The article concedes marketing has already seen real AI gains in copy generation, image creation, and personalization. But it argues those are “localized” improvements. Faster drafts do not equal faster launches when the operating model is still built like a relay race with too many batons.
The proposed fix is an “agentic marketing organization,” which is less a new tool stack than a new workflow architecture for human-agent collaboration. At the center is a “brand code”: a machine-readable knowledge base that codifies brand strategy, product experience, customer insights, and business rules into structured formats like taxonomies, prompt templates, decision trees, and tagged datasets.
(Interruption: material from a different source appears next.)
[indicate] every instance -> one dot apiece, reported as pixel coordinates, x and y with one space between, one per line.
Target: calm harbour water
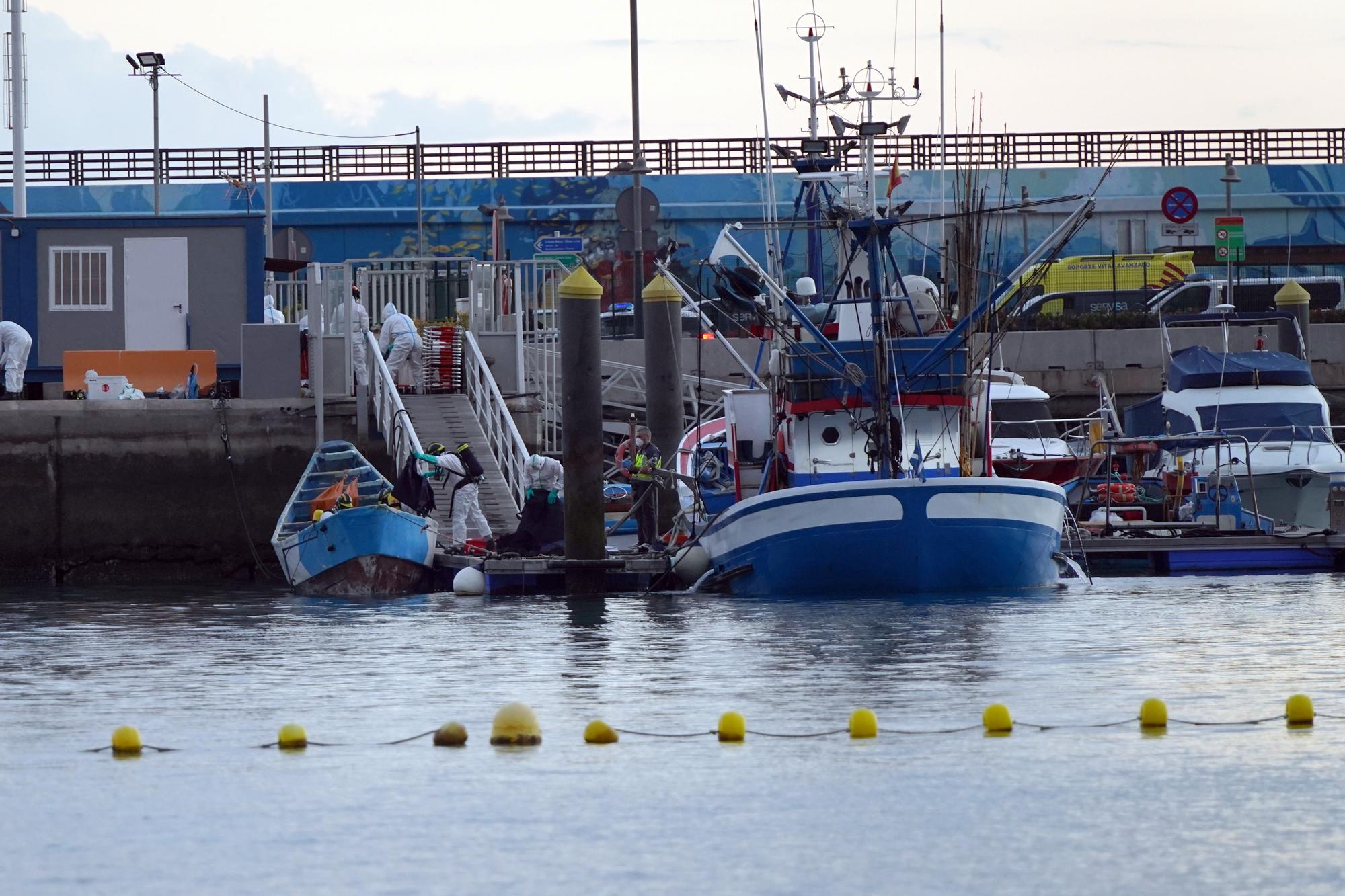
215 673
In theory, both humans and agents use that shared base to make decisions and generate work. Over time, performance data feeds back into the system to refine messaging, audience definitions, and decision logic. It is also positioned as a hedge against the familiar problem of institutional knowledge walking out the door with someone who knew where all the bodies, decks, and naming conventions were buried.
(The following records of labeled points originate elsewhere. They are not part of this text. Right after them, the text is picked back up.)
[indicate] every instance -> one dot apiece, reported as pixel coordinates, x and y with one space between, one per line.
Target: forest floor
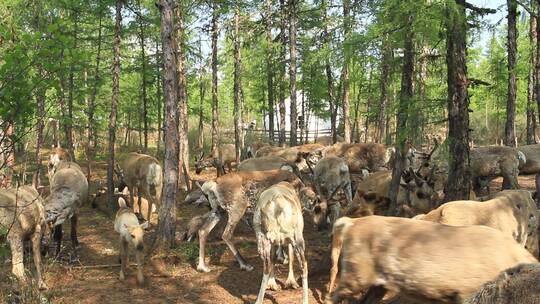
172 278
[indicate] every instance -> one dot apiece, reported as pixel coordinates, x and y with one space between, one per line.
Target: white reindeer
278 222
131 233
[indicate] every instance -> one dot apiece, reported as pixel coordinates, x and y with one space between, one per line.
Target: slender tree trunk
329 77
71 89
283 49
292 71
182 97
165 235
405 100
92 142
158 97
114 103
8 151
509 130
345 73
237 75
458 187
144 82
41 124
269 68
202 91
385 75
214 78
531 121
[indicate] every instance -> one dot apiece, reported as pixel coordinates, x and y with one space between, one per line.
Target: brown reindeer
142 174
236 193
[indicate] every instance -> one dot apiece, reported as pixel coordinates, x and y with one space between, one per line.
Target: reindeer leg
17 257
266 256
58 234
139 258
299 249
74 240
234 218
291 281
123 258
205 230
374 295
36 244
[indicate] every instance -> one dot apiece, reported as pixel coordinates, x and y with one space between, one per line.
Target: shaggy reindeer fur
226 156
266 163
532 156
515 285
513 212
69 191
278 222
236 193
330 175
131 234
142 174
57 155
421 260
488 163
362 156
23 216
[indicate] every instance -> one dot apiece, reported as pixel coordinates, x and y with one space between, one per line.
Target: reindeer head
121 178
136 235
202 163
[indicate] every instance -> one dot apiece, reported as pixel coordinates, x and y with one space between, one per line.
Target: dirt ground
172 278
169 279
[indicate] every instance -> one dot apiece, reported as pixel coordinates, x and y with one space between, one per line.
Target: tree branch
482 11
527 8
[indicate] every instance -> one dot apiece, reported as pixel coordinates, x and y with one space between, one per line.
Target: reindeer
69 191
236 193
278 222
22 216
445 264
330 175
142 174
131 233
226 156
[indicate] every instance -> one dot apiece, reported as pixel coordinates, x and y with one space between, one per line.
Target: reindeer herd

On top of that foundation, HBR lays out a layered system: specialized agents for execution, an orchestration layer to route work and manage dependencies, and an interface layer embedded in tools like Slack, WhatsApp, or Teams. The marketer’s role becomes less “open eleven tabs and chase approvals” and more “set intent, review outputs, and decide when the machine needs adult supervision.”
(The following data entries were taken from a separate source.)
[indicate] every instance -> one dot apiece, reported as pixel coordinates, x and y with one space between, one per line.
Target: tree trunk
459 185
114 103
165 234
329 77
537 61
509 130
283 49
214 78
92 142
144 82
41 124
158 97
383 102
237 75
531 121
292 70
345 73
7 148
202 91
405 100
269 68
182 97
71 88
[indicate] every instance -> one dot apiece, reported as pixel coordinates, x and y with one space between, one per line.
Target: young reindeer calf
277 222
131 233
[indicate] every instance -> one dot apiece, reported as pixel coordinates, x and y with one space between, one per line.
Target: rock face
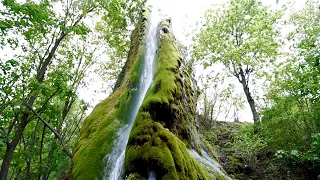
164 128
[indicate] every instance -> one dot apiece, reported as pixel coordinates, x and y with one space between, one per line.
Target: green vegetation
54 49
163 117
284 145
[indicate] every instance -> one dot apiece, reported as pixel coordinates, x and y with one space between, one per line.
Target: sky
185 14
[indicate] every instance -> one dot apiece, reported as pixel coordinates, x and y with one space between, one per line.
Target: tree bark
250 99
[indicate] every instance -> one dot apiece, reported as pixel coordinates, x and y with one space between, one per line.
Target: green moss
165 124
100 128
163 127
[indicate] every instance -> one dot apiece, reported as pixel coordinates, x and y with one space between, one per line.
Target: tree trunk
250 100
9 151
11 146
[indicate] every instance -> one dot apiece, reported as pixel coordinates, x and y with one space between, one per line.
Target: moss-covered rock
164 129
100 128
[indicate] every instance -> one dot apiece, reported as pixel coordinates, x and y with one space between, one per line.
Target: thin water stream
115 160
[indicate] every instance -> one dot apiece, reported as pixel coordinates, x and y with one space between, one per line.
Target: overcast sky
186 13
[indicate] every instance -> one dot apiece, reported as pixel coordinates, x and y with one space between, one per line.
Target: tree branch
52 129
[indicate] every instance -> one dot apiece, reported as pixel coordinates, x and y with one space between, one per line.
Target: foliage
246 144
242 36
49 47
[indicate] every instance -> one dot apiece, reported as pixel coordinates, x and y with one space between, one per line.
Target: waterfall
115 160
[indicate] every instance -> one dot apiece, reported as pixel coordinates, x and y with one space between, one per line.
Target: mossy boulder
164 130
100 128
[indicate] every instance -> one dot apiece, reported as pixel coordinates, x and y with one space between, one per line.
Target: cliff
163 134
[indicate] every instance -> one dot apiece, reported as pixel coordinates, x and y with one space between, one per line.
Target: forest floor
256 166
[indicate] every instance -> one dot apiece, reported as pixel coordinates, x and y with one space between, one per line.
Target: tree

HBR points to early implementations at companies such as HubSpot and AWS, with some large numbers attached: marketing materials adapted “up to 98 times faster,” unit costs reduced by 80%, and click-through rates increased up to 17 times. The article does not unpack the methodologies or baselines behind those figures. It also cites BCG research finding that organizations embedding agentic AI into marketing workflows can achieve up to a threefold increase in ROI, campaign speed, and content volume.
The tension the piece does not hide: this is not just a capability shift. It is an identity shift. Marketers who built careers on doing the work are being asked to become directors of systems — judging outputs, tuning workflows, and deciding what good looks like instead of polishing every asset themselves.